In His relationships with those socially marginalised by common prejudice, Jesus drew circles of acceptance. In so doing, Jesus was demonstrating the heart of God that Israel had misunderstood, failing to see that the lines that God drew were moral lines between good and evil, but never social or national. Hence, they had great difficulty in understanding that God wanted to call Egypt “my people” and Assyria “my handiwork” (Is. 49:23-25). Egypt and Assyria were Israel’s enemies and Israel thought that God had privileged their nation against the others by drawing a line between them. God’s line was real but it was a moral line that ran through nations and, as Aleksandr Solzhenitsyn said, through every human heart.
The church needs to draw straight moral lines as revealed by God in His holy Word, and it also needs to draw circles of love to draw people into God’s redemptive purposes. We can’t emphasise one without the other. If we only draw dividing lines, we would become the spiritual heirs of the legalistic Pharisees who failed to experience the love of God.
On the other hand if we draw only circles, ignoring spiritual and moral lines drawn by the divine Hand, then we are in danger of descending into a mindless, mushy, and sentimental form of religion that ends up rebelling against God.
How do we know when and where to draw lines and circles? The best thing we can do is to stay close to Jesus. Once, when a woman caught in adultery was brought to Jesus, the Pharisees, stones in hand, asked Jesus to endorse their intention to stone her. Jesus wrote something on the sand and told them: “If any one of you is without sin, let him be the first to throw a stone at her” (Jn. 8:7).
Was Jesus blurring the moral line that His own hands had drawn on earth? No, what He showed was that that line ran through the hearts of the woman’s accusers. They needed to repent before they qualified to be the accuser and judge.
Embarrassed by their own consciences, everyone who wanted to shame the woman, left in shame.
Jesus looked at the woman and told her that He did not condemn her either but warned her to leave her sinful life.
Jesus did not abandon the God-drawn moral line, but in fact emphasised it by pointing to its existence in the hearts of both the accused and the accuser.
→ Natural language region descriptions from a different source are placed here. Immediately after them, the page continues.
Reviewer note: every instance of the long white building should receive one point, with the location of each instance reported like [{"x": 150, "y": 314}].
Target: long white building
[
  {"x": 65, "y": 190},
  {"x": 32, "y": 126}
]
By challenging the accusers He also exposed their socially prejudiced line, for they did not bring the man who committed the sin. Jesus erased that sinful line of social prejudice and evil. He invited the sinner to step over God’s moral line to the right side, and to step into the circle of the Kingdom, to step from darkness into light, from sin to holiness.
Like Jesus, in a world of sinners and sinful human structures, the church too must learn to draw lines and circles – in the right places, and in the right way.